Britain has slipped to 15th place in the world rankings for the number of graduates it produces from being 3rd in 2000.
Whilst Finland has 63 percent of its young people graduating, the UK trails behind Poland and the Czech Republic with just 35 percent.
The report, by the Organisation for Economic and Co-operation and Development (OECD), comes at a time when British Universities are dealing with cuts in funding.
A £200m cut was announced by George Osborne for the rest of the UK while Scotland are receiving what The National Union of Students in Scotland believe is a "cut in real terms", with an overall 1.2 percent increase in last years budget.

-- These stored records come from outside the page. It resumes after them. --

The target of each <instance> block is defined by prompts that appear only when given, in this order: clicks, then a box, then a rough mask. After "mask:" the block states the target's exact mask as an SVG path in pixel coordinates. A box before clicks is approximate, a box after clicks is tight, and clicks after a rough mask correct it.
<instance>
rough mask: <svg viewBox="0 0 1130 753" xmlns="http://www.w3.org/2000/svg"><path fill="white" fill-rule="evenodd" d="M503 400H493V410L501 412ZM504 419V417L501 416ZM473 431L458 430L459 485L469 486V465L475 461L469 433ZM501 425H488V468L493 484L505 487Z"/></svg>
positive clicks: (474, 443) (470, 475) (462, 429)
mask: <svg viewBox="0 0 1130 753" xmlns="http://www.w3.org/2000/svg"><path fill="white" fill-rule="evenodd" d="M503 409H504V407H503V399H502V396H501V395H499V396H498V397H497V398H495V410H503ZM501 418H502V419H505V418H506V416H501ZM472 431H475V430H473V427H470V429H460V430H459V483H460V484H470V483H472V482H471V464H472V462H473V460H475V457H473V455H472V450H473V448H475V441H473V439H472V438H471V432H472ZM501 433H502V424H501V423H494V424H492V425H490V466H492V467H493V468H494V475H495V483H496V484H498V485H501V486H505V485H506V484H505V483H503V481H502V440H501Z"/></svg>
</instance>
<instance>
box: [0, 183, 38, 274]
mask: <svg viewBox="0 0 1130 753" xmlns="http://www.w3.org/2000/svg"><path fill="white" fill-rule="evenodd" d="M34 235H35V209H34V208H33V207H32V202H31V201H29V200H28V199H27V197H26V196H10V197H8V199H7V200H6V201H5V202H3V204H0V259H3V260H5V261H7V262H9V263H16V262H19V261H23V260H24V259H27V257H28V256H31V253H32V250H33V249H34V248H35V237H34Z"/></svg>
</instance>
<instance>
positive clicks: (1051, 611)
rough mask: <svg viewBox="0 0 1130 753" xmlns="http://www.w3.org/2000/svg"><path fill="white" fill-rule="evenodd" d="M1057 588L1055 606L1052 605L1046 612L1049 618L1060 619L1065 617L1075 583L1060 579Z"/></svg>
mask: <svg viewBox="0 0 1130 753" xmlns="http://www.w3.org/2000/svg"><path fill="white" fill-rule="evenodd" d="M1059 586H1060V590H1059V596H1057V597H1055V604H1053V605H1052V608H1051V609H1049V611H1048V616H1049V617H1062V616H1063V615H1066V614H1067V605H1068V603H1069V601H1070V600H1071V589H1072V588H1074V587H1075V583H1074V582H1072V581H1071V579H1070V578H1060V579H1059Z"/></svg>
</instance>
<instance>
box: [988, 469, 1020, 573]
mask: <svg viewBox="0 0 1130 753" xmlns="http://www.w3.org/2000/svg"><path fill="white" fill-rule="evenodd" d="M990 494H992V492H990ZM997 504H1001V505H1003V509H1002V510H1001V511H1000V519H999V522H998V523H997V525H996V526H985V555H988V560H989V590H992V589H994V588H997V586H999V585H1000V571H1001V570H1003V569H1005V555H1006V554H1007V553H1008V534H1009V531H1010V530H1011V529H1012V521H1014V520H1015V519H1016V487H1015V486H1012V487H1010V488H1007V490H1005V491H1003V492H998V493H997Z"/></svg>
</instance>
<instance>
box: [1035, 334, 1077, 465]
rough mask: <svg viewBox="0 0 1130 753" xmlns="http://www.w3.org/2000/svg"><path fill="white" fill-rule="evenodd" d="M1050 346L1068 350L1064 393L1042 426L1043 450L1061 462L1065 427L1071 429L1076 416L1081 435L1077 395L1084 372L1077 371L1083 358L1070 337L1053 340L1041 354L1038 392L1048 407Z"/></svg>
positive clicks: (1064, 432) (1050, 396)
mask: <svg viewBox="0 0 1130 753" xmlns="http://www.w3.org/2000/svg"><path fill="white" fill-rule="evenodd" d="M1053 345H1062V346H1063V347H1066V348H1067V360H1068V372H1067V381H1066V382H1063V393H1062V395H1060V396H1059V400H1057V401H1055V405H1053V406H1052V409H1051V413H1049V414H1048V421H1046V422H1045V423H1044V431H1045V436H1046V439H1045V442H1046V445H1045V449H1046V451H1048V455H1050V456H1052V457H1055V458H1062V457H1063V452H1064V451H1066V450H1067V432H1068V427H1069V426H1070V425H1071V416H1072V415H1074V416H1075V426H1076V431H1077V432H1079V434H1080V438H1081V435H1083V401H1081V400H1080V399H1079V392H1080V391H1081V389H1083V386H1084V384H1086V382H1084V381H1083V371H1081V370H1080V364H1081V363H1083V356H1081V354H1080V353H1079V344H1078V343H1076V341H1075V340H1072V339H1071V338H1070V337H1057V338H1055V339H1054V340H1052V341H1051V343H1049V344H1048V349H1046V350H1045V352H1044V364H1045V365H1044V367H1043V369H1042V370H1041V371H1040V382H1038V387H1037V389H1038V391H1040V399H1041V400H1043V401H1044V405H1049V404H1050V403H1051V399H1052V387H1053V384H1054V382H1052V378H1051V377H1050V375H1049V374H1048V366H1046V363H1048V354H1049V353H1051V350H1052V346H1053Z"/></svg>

The OECD report shows that Britain is failing to keep pace with other nations before the cuts were announced.
Dr Wendy Piatt, Director General of the Russell Group, said:
“Whilst we can be rightfully proud that the UK’s leading universities are considered to be among the very best anywhere, without more investment in higher education, as the OECD figures signal, the UK risks jeopardising the competitive advantage which has made its universities the envy of the world.
“UK research-intensive universities currently punch well above their weight in the international sphere but are under-resourced in comparison with their international competitors. Looking just at public expenditure on higher education, the UK’s investment of 0.7% of GDP is one of the lowest in the OECD (the average is 1.0 percent). The UK’s total expenditure on HE amounts to just 1.3 percent of its GDP--a figure which is outpaced not only by the US and Australia and Canada but also by Korea and Japan.”
In Scotland, roughly 70,000 graduate per year from higher education, with less than half able to find full-time employment of any kind soon after completing their studies.
A spokesman from the Universities of Scotland told The Journal :
"Although the OECD does not produce seperate figures for Scotland, there's an important message here for policy makers in all parts of the UK: competitor nations are making substantial investments in order to equip large numbers of their young people with the graduate level skills which will be critical in attracting global investments and generating economic growth over the next twenty years.
"The figures underline the fact that we cannot afford to become complacent and let others take the advantage we previously held."